I Miss You, Chicken in Every Pot
The party theme is idioms so I pocket a toy block. We arrive late and every counter is crowded with coconut bars, pizza, eggs on the half shell that look like eyeballs with green olive pupils, lying on red squiggly pasta brains. Are you Left Holding the Bag? I ask Luke. He fishes out a pair of dentures, clenched shut with green Duck Tape, a fresh shell poking out between them. I'm Biting the Bullet, he says. Bats in the Belfry asks me about my costume. I hold up my prop. Writer's block is not an idiom, she says. Then I'll take the cake, I counter. Penny For Your Thoughts says, Eat dessert first. Chalk and Cheese walk in. They're British. We have to look it up.

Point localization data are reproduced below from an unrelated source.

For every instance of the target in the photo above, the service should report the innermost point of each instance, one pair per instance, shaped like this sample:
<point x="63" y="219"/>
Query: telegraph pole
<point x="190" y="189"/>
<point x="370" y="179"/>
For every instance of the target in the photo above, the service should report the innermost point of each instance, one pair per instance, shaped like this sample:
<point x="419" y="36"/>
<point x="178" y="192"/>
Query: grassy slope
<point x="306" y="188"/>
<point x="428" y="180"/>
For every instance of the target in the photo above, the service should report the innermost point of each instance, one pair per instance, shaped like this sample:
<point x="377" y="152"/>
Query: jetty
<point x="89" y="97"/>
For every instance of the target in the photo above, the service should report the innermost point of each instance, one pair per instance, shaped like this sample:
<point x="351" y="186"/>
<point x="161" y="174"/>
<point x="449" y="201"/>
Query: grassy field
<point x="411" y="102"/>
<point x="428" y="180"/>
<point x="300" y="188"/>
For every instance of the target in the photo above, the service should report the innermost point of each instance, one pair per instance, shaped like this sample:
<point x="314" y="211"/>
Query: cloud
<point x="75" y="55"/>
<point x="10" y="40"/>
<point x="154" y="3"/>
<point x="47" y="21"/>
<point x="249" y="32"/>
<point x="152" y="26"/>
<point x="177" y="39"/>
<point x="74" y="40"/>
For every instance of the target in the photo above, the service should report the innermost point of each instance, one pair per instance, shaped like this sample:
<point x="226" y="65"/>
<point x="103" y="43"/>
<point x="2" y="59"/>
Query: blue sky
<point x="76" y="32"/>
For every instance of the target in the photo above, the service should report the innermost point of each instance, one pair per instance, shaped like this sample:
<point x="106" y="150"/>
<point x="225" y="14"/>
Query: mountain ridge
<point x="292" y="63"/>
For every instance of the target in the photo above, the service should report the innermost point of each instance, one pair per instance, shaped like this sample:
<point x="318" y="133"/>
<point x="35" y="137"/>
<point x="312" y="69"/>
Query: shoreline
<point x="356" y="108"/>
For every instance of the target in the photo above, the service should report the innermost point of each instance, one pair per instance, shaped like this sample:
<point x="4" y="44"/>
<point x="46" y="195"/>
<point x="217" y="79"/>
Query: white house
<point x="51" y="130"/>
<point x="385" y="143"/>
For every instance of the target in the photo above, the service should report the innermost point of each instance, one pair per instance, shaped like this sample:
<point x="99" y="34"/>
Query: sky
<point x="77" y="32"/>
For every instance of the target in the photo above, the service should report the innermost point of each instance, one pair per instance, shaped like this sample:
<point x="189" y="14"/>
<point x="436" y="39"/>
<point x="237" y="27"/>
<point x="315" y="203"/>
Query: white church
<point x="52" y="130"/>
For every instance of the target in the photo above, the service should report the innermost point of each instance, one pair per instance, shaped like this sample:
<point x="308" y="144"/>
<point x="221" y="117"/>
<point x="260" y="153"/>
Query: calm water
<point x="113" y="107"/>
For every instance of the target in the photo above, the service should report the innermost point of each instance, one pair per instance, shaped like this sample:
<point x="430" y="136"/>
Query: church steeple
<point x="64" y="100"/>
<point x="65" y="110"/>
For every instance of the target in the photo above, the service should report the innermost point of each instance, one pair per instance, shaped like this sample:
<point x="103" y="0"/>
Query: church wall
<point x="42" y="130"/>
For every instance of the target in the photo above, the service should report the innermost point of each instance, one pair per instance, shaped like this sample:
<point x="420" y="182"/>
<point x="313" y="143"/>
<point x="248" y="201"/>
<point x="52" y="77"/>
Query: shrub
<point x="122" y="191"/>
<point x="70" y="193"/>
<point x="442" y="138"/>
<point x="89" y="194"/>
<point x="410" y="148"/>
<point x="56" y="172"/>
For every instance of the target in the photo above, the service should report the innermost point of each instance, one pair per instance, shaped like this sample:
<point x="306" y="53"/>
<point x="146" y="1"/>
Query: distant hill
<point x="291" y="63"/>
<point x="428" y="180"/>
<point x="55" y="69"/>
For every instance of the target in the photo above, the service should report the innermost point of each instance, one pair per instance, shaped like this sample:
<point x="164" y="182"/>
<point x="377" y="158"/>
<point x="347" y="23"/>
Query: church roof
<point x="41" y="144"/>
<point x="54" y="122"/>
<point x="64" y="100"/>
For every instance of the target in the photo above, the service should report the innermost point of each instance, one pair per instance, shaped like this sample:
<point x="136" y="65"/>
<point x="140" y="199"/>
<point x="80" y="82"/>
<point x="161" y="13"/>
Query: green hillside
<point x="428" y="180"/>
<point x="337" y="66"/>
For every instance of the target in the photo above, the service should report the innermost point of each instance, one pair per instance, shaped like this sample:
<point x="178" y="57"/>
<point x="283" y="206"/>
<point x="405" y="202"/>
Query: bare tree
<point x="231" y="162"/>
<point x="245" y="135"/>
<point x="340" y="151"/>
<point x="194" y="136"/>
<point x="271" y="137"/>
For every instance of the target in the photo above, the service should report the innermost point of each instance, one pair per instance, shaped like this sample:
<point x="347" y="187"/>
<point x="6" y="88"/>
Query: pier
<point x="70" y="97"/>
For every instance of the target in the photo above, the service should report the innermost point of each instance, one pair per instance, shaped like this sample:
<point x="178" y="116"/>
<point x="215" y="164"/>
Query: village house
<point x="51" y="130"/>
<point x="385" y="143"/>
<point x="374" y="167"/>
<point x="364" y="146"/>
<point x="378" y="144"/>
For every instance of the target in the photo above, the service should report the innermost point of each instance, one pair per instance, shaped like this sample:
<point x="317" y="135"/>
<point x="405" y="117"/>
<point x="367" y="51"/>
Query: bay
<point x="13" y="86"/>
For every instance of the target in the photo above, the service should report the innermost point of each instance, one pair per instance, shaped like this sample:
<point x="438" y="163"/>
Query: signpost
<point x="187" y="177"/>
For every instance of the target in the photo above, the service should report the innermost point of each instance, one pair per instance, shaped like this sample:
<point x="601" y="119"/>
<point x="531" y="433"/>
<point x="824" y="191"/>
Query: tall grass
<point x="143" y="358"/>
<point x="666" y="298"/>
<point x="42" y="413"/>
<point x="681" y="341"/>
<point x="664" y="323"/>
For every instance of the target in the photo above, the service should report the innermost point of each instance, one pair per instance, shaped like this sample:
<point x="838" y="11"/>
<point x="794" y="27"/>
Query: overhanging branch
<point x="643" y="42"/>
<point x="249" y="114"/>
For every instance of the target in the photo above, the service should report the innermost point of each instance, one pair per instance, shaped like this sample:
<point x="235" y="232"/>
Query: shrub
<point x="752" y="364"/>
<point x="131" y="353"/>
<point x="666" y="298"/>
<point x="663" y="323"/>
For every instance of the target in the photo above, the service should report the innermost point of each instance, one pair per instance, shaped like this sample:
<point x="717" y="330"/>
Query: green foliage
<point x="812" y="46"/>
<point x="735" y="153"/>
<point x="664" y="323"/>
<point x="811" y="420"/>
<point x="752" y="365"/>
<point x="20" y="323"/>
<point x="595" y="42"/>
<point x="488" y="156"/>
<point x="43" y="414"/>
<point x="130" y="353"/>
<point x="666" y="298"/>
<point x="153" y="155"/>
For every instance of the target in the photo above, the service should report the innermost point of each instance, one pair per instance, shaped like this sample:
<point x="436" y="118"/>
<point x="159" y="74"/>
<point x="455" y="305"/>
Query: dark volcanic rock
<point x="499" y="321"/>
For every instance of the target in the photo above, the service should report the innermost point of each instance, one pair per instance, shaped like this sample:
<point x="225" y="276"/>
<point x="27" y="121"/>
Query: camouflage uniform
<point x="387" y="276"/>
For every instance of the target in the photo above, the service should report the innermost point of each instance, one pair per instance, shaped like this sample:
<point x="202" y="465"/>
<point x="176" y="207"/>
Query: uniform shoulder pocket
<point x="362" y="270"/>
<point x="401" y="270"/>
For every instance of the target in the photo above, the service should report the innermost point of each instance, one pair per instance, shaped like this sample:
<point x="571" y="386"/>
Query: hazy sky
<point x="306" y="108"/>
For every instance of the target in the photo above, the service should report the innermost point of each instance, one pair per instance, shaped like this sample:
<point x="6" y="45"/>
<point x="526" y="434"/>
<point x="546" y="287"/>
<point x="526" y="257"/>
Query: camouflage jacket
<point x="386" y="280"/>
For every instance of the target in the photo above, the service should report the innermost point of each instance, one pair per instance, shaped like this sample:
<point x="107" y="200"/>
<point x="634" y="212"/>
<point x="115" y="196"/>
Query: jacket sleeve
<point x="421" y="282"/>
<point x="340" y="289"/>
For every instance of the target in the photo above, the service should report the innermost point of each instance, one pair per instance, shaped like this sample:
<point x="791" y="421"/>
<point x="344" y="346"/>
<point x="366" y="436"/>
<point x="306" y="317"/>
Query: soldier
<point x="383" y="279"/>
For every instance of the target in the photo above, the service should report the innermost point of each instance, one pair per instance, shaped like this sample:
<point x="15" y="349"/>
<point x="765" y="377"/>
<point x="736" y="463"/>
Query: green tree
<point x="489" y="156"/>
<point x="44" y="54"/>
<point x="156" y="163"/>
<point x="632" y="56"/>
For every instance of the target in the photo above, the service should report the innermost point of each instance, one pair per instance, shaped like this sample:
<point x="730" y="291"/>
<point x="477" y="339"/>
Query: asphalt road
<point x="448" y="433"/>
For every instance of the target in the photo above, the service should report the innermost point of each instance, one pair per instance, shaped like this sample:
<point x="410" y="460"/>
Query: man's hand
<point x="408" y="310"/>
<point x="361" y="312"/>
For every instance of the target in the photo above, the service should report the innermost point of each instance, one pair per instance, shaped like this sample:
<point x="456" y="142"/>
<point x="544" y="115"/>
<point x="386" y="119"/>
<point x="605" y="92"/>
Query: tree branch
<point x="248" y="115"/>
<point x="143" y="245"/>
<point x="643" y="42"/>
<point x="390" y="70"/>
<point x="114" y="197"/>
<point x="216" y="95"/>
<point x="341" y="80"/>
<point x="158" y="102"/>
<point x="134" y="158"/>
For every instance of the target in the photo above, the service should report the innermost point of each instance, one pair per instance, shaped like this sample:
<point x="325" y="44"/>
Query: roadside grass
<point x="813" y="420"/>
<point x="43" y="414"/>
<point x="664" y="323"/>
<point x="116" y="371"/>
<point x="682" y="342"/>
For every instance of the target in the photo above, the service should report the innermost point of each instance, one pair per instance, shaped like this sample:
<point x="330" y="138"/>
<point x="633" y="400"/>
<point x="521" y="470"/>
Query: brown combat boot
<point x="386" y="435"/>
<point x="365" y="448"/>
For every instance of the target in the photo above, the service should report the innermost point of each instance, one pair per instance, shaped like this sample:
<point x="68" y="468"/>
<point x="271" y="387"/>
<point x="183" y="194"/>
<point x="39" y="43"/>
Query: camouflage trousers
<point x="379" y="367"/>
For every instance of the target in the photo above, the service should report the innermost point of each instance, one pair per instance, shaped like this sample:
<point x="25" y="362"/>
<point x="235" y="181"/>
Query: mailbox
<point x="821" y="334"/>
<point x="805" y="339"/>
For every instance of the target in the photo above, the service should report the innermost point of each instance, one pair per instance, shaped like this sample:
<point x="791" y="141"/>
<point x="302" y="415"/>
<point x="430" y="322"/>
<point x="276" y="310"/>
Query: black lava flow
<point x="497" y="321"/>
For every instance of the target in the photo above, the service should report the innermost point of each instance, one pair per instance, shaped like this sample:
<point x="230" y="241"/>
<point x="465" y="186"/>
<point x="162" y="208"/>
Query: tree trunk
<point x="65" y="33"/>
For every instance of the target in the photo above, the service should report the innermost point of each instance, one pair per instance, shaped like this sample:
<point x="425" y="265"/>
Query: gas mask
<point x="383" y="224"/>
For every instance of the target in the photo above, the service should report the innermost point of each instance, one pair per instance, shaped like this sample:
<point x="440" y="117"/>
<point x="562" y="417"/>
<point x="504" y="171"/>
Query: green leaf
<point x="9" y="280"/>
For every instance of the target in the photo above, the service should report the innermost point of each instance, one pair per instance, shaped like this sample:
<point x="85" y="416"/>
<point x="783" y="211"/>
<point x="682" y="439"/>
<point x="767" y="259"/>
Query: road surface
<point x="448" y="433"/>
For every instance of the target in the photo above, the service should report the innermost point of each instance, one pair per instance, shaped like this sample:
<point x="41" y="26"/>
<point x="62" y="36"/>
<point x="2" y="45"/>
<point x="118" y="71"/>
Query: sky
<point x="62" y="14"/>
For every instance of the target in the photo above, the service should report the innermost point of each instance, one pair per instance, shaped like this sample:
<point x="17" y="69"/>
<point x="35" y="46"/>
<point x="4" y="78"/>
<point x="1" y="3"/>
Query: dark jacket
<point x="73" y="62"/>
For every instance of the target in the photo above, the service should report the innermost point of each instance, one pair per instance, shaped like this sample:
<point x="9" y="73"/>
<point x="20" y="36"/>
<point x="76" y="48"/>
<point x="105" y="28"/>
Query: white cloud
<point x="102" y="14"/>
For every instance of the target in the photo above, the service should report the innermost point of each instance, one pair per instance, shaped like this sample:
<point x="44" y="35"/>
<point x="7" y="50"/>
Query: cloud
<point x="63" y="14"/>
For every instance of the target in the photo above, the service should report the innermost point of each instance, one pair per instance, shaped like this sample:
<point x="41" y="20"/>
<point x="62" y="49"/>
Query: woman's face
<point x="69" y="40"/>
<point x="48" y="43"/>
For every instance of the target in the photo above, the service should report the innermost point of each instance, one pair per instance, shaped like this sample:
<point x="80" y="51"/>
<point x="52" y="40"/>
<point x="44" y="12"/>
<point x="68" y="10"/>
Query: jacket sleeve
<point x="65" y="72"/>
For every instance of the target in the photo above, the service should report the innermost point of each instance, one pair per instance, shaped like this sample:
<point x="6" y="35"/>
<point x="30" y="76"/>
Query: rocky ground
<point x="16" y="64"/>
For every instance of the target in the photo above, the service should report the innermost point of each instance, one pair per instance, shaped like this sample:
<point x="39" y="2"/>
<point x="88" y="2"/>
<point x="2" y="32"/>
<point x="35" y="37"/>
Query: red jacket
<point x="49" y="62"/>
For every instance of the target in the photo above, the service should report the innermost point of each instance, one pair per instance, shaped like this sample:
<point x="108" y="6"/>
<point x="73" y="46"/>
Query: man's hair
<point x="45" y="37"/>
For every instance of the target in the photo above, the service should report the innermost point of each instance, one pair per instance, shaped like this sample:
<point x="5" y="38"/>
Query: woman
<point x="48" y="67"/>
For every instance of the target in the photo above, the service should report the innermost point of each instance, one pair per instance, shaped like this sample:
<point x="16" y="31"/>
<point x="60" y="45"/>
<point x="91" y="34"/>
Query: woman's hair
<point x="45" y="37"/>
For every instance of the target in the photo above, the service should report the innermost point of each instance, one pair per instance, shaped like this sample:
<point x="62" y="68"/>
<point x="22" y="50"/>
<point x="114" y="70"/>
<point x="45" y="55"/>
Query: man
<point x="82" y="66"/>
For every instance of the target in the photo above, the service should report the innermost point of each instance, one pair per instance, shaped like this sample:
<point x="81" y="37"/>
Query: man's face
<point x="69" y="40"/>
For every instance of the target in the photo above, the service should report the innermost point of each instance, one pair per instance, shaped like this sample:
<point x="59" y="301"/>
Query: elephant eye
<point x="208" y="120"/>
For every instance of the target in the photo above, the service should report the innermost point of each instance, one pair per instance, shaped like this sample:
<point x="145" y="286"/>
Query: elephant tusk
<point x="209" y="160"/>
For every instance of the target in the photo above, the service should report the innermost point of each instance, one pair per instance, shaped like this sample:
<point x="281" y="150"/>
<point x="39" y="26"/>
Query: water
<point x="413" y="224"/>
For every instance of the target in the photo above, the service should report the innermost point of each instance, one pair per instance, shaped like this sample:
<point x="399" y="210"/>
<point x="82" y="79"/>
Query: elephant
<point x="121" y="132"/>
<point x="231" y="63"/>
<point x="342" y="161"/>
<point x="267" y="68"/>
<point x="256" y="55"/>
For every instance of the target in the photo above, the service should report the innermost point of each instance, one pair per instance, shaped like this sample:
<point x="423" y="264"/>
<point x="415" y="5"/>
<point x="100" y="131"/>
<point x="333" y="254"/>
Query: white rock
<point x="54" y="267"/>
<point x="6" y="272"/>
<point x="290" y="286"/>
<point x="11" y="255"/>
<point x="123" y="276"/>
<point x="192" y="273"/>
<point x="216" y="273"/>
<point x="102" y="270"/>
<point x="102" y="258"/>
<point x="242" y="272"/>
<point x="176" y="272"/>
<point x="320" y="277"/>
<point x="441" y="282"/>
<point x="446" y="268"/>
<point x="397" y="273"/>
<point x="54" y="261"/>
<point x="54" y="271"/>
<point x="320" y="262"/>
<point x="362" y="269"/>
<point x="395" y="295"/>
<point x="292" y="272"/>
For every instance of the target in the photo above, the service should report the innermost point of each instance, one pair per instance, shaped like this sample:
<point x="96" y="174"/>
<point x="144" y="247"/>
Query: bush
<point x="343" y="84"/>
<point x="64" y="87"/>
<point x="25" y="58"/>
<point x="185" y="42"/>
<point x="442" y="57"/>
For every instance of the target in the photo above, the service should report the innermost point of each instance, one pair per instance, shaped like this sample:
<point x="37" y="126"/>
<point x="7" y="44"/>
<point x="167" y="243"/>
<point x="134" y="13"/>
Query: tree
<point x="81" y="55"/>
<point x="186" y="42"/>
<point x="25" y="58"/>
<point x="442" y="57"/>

The t.v. is hooked to an extension cord in the driveway, and Dressed to the Nines, Two Peas in a Pod, and Tears Before Bedtime are watching the Cleveland Indians rack up runs in the championship game. A fire burns in the firebowl, even though the night is freakishly warm. Bored to Deaths stride in with a board on their shoulders, skeleton faces. Three Sheets to the Wind pours us drinks with sparkling wine and violet liqueur, like drinking fragrance. Bite the Bullet tells us he feels awkward at parties, never knows what to say. Half Bored to Death is a good listener. I keep missing Mike, who died so quickly in June. He'd be Chicken in Every Pot, a big social justice guy. Or maybe Role Model, brown pillow/bun in fishnet stockings.
The host, Cat Out of the Bag, gives us ballots. We know Bats in the Belfry will win, even though she knocked over the pizza and left her belfry on a chair. You should have seen her a few years ago as Phyllis Diller. I vote for Three Sheets to the Wind, who looks a bit like Westward Expansion. To me, Halloween's a spectator sport, I tell Raining Cats and Dogs. But look, I say, Now I'm Eastern Bloc, holding my arm all the way out. I'm Blockhead, Artist's Block tells me. We came together. When we leave, we take the cake plate, empty.